Would Washington have asked for "Fast Track?"

This week, it appears that President Obama got the Senate to give him “fast-track” authority for the Transpacific Partnership and the House isn't far behind.

For months, the Obama administration and supporters of “Obamatrade” have been saying that the TPP is about supporting free trade with Pacific Rim countries. But the president last week hinted at the real reason why the administration is putting so much effort into passing this trade deal.

The TPP does not include China, and Obama is apparently hoping that the trade deal will help block China from becoming the world’s economic leader. But as Elizabeth Warren has pointed out, “free-trade” deals historically have never helped American workers or supported American manufacturing.

And the TPP won’t change the fact that China is, today, central to the political economy of the Pacific region.

In fact, China is already the largest trade partner with Japan, Singapore and Australia - three key countries involved in the TPP. China's also the number one trade partner with South Korea and India , two economic powerhouses in the region that are not taking part in the TPP.
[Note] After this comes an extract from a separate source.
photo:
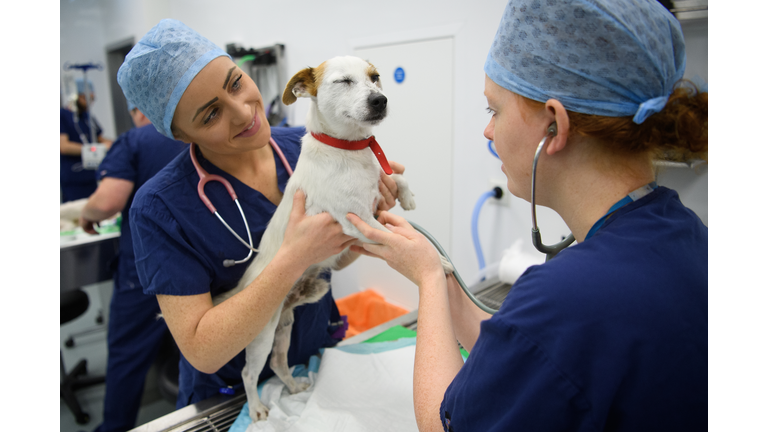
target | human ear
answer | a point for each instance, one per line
(559, 116)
And while supporters of the TPP point to China as our biggest economic competitor, what little we know about the TPP suggests that it would promote the exact policies that have destroyed the American middle class and have allowed China to become the world’s largest manufacturer.

When Barack Obama took office, America was in the midst of the largest economic recession since the Great Depression, and the president’s stimulus package and his tax cuts for the middle class , the largest middle-class tax cut in the history of America, helped slow the recession .
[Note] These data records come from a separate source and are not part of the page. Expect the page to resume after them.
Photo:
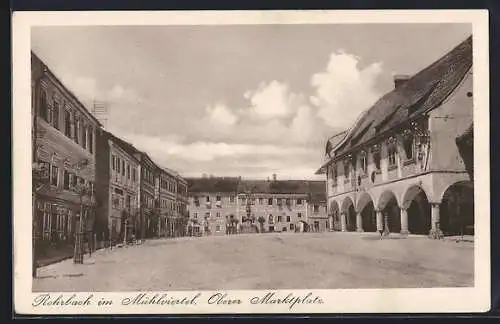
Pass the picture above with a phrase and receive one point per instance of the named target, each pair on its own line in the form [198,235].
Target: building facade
[64,146]
[219,206]
[212,206]
[181,223]
[167,200]
[148,208]
[399,167]
[123,190]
Working class Americans had more disposable income to buy goods, but the only TVs, computers and other goods that we could buy were made abroad.

Thus, the Obama stimulus created manufacturing jobs, but most of them were in China and America’s other “free-trade” partners , countries where they still manufacture things. That’s why more American spending only created a few American jobs after the stimulus , as soon as US consumers bought foreign-made products, those stimulus dollars went offshore.

George Washington faced the same problem looking for an American-made suit to wear for his inauguration. Following the American Revolution, America had no manufacturing base as a result of Britain's colonialist economic policy.

Britain relied on its colonies for raw materials, which would then be shipped to England and manufactured to be sold across the world. So when America gained independence we were mainly a farming economy , but the Founders knew that it was vital to build American manufacturing at home if we were to become a strong nation.

George Washington managed to find an American-made suit to wear for his inauguration , and when he took office he asked his Treasury Secretary, Alexander Hamilton, to develop a plan to promote manufacturing in the new United States.

Hamilton came up with an eleven point plan for American manufacturers, including high protective tariffs on certain foreign goods and subsidies for American manufacturers.

Hamilton knew that when a country manufactures things, to paraphrase Adam Smith, in grows the "wealth of the nation". And with more wealth, people can buy more, and the economy grows. But it starts with making things. It starts with manufacturing at home.

So to end the decline of the American middle class today, just like in 1793, we must once again grow -instead of offshoring and shrinking - American manufacturing. And that starts with ending our obsession with so-called “free-trade” deals - deals that allow multinational corporations to ship manufacturing abroad and throw American workers out of a job.

It starts with ending Permanent Normal Trade Relations with China, and ending US participation in the WTO, NAFTA and CAFTA - and the whole bunch of other trade agreements we've signed since Reagan began this binge.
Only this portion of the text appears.